Itmain purpose of the thread was to gain a better understanding of what people interpretations of the rules where, in terms of what could be installed without notification, and one option considered was to add a socket on the end of the existing cooker feed, which would if nothing else, allow the garage to be electrically removed from the house. I never thought this was a good option, but it might have appealed if it had reduced other issues.
Yes, that was my original understanding and, if I understood correctly, at that stage you were thinking of a total 'garage load' of 16A, with the garage being connected to the installation by plugging it in to a 16A socket (fed from the unused cooker circuit) on the outside of the kitchen wall. Is that correct? However,as you say, discussions have moved on from there.
The garage needs some decent lighting, for which I thought a number of 4-5 ft fluorescents was the best option, prehaps 6, and proberbly a 120w pir controled halogen floodlight at the front. It will then need a number of 13amp sockets around the edge to run powertools, drills, anglegriders, chargers, portable lighting (fluorescent handlight and or flood lgiht), etc and given most of these come with 2-4m leads at best my plan as per other workshops ive used would be to have plenty of double sockets, to remove the need for extensions everywhere. And then the single largest power draw, is the welder. I dont really plan to heat the garage as being a large uninsulated steel clad steel framed afair it dont really see it feasable, although if im doing prolonged fine work and it becomes and issue I might invest in a 2kw halogen heater.

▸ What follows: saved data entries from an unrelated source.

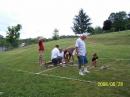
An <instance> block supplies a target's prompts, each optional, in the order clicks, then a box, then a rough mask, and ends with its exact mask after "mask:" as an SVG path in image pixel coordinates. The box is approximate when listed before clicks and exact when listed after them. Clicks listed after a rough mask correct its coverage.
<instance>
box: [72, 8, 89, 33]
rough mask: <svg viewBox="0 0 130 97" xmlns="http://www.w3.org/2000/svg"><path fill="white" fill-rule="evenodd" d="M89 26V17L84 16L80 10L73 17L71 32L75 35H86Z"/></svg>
mask: <svg viewBox="0 0 130 97" xmlns="http://www.w3.org/2000/svg"><path fill="white" fill-rule="evenodd" d="M90 25H91V23H90V18H89V16H88V15H86V13H85V12H84V10H83V9H81V10H80V11H79V14H78V15H76V16H75V17H74V22H73V27H72V30H73V31H74V33H75V34H82V33H86V32H87V30H88V27H89V26H90Z"/></svg>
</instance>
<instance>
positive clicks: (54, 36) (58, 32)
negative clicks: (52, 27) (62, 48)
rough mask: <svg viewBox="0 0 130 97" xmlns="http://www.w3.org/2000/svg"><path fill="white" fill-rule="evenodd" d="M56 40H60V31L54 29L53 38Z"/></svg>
mask: <svg viewBox="0 0 130 97" xmlns="http://www.w3.org/2000/svg"><path fill="white" fill-rule="evenodd" d="M52 38H53V39H54V40H58V39H59V30H58V29H56V28H55V29H54V33H53V37H52Z"/></svg>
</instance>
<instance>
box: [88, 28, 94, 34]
mask: <svg viewBox="0 0 130 97" xmlns="http://www.w3.org/2000/svg"><path fill="white" fill-rule="evenodd" d="M87 31H88V32H89V33H91V34H95V33H94V28H93V27H88V30H87Z"/></svg>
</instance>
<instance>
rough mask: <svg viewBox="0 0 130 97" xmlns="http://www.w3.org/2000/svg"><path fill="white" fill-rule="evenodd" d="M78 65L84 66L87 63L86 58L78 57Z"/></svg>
mask: <svg viewBox="0 0 130 97" xmlns="http://www.w3.org/2000/svg"><path fill="white" fill-rule="evenodd" d="M78 63H79V65H85V64H87V63H88V60H87V57H86V56H78Z"/></svg>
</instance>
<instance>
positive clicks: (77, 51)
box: [75, 33, 89, 75]
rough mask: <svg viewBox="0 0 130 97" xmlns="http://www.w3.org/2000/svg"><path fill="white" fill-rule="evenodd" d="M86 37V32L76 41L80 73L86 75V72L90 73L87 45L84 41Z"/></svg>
mask: <svg viewBox="0 0 130 97" xmlns="http://www.w3.org/2000/svg"><path fill="white" fill-rule="evenodd" d="M86 38H87V35H86V34H85V33H84V34H82V35H81V36H80V37H79V38H78V39H77V40H76V43H75V47H76V53H77V58H78V65H79V75H84V74H85V72H86V73H89V71H88V70H87V66H86V64H87V63H88V61H87V51H86V45H85V42H84V41H85V39H86Z"/></svg>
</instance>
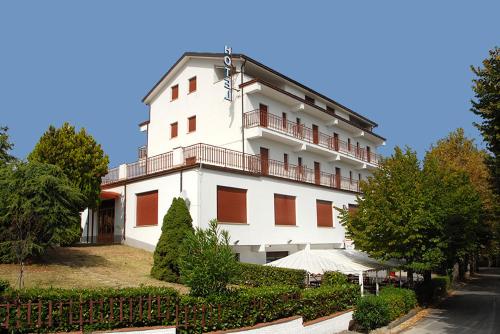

Thanks for clarifying - this is obviously closer to scousespark's interpretation than your original proposal. I presume that you would not envisage using more than one of the power tools at once - in particular, not using any other tool whilst using the welder. Is that correct? The heater (which I don't think you've mentioned before), if you got it, would obvioulsy move the goalposts a fair bit (to the tune of nearly 9A).
The welder is an Esab Caddy 160i Inverter Mig, spec sheet is below, which if you do the sums (say 150*20.1/0.82) can draw around 16amps, although it is supplied with a 13amp uk plug (actaully a moulded schuko with adapter) and appears to weld of this, through extension leads, perfectly satisfatorally which given its intended and used as highly portable welder, is very usful.Tech specs for the welder avilable on Esab's website:
http://products.esab.com/Templates/T041.asp?id=179839
In that case, scousespark is right. Even if 'it works', you really shouldn't be running that off a 13A socket - it should be on a 16A socket supplied by its own dedicated radial circuit.
Given it appears the cooker feed is 6mm^2 by current preposal would be to extend this to the garage in 6mm^2 SWA, fed from a 40amp mcb in the houses '17th ed' twin RCD protected consumer unit. Then in the garage fit a consumer unit with a pair of 16amp mcbs each powering a radial of 13amp sockets down each side of the garage, and a 6amp mcb for the lighting, which I understand should give some diversity from the 40amp mcb.
As above, the welder really needs its own 16A socket on a dedicated 16A MCB - and then you could have one or two 16A MCBS supplying radials for the sockets circuits and a 6A one for the lighting. You will certainly get some chance of discrimination between 16A and 40A MCBs, but certainly not guaranteed.
Alternativly it would be possable to have the lighting as a 6amp fcu off one of the radials.
Once you've got a CU in the gararage, you might as well give it its own 6A MCB (unless you run out of 'slots' in the CU).
You could also take the supply from a 40amp switchfuse installed along side the house consumer unit, or shunt the first RCD in the house cu over and put the garages MCB between it and the main switch so it would atleast not be RCD protected till the garage consumer unit.
As previously discussed, if you were to have a garage CU, that would be the best place to have an RCD (with no RCD protection at the house end), to avoid faults in the garage taking out circuits in the house. Using a 40A switch-fuse rather than an MCB in the house would give you a greater chance of discrimination (against 16A MCBs in garage CU), but that would, I think,be about the only advantage (and clearly would be notifiable). If you were going down that (clearly more expensive) route, it would probably make sense to go the whole hog, with, say, a 60A switchfuse and 10mm² cable all the way to the garage, thereby achieving very good discrimination from the 16A MCBs in garage.
Going back to your original reason for posting ('notifiability'), crazy though it might be, it's difficult to argue with BAS's interpreting the Building Regs as excluding
all electrical work in a non-flammable outbuilding <30m² floor area from the need to notify, and many would probably agree with him that having a JB in the kitchen (to extend the cooker circuit to somewhere else) is also not notifiable. If one accepts all that, and if you meet the floor area requirements, then extending the existing cooker circuit to the garage, and everything you do within tyhe gragare (including installing CUs etc.) would presumably be non-notifiable - even if I (and many others) probably find that 'very surprising'.